More insidiously, once cars are able to automatically detect distracted driving, especially illegal activities like texting or other phone use in motion, it will be only a matter of time until cars automatically notify law enforcement. Why position police along roadways to monitor driver behavior when every car on the road will automatically issue its driver a ticket for everything from cell phone use to speeding to aggressive driving?
Cars already record a tremendous amount of information in their onboard storage, with law enforcement taking an increasing interest in the ability to access everything from built-in dashcam footage to contact lists and other data saved from synced cell phones.
Similarly, insurance companies have begun exploring using records from data brokers to monitor their customers in real-time, flagging those that are not complying with their prescribed treatment regimens or those who have a particular proclivity for unhealthy foods. There have already been public conversations about the right of companies and their insurers to cancel company-provided health insurance for employees that don’t adhere to the corporate health mantra.

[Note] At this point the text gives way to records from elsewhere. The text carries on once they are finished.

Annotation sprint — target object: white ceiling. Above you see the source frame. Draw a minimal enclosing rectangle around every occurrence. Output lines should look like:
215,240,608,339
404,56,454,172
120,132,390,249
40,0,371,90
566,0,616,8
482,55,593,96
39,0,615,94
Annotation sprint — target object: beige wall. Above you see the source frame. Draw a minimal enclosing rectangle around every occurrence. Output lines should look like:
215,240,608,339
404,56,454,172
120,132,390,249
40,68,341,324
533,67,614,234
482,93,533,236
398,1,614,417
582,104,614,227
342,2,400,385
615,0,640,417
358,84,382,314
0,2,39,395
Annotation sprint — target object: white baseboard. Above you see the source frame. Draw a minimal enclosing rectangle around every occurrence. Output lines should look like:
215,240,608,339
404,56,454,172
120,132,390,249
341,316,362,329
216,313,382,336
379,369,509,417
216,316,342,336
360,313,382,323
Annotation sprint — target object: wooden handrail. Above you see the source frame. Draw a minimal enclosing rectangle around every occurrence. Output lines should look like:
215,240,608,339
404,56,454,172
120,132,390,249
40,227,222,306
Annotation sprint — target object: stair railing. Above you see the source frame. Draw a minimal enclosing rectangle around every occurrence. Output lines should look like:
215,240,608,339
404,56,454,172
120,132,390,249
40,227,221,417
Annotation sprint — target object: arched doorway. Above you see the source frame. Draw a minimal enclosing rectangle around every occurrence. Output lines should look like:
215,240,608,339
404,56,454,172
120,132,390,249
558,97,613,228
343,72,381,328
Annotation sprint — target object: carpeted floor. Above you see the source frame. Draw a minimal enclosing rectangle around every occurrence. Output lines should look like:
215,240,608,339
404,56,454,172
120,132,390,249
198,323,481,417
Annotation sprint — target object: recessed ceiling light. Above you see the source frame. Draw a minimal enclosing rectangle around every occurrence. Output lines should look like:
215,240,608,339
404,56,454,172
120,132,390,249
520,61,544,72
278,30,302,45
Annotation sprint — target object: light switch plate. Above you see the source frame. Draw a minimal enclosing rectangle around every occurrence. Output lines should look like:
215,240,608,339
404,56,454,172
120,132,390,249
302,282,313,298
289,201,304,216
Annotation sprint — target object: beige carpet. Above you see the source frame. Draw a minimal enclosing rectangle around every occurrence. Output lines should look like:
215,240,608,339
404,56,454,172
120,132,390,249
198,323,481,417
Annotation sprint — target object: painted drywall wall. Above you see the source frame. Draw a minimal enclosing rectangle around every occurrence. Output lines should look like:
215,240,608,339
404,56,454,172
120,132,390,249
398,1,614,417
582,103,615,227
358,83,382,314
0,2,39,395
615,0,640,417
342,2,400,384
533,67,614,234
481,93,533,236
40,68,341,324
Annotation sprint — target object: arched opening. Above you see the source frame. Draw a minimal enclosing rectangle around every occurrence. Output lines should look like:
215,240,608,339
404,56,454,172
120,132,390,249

It would not be hard for companies to extend this further, setting corporate policies around the consumption of everything from alcohol to meat and firing employees that violate those policies on their personal time, such as having a drink with friends on a Saturday night if their company disagrees with the notion of alcohol consumption.
Companies searching for ways to catch leakers and preempt inappropriate workplace behavior or even violence could easily turn to any number of datasets to monitor their employees away from work to understand the kinds of activities they engage in and places they visit. What happens when companies begin to red-flag any employee that visits a shooting range or visits a mental health counselor?
Most importantly, should companies be allowed to automatically flag any employee that visits a counselor or psychiatrist of any kind and place them on special watchlists for security scrutiny on the off-chance they might become violent or engage in harassing or other unwanted activities on the job? Even if companies are banned from doing so directly, what happens when third party data brokers construct attributes like “potentially dangerous employee” that incorporates these kinds of metrics?
Facebook already uses its mobile app to track blacklisted users that stray too close to one of their physical facilities, so the technology to geographically profile employees is already here.
Soon smart refrigerators will rat their owners out to their health insurers for bringing home a slice of pizza, while their smart microwaves and stoves might notify child services that the household’s children are being fed processed foods like hot dogs and frozen dinners instead of fresh vegetables.
Smart water meters will name and shame those who take long showers and automatically turn off the water to encourage shorter showers, while smart power meters will refuse to allow the lights to remain on in unoccupied rooms or hair dryer use of more than 60 seconds.
There is already talk of smart home doorbell cameras being made accessible to law enforcement, initially to augment city dragnets, but ultimately law enforcement would love the idea of being able to observe our movements and who enters and leaves our homes with us.
Such is our brave new “smart” future.
Putting this all together, as our devices become more intelligent and more Web-connected their commercial surveillance will turn to governmental surveillance.
These are far from far-fetched idle musings of an impossible future.
Facebook is already prototyping the idea of our phones proactively filtering the messages we send and receive, with algorithms that would block us from sending content it disagreed with and which could alert Facebook and eventually authorities to transgressions.
In the end, the Thought Police are already here and we are the ones paying for the privilege of their monitoring.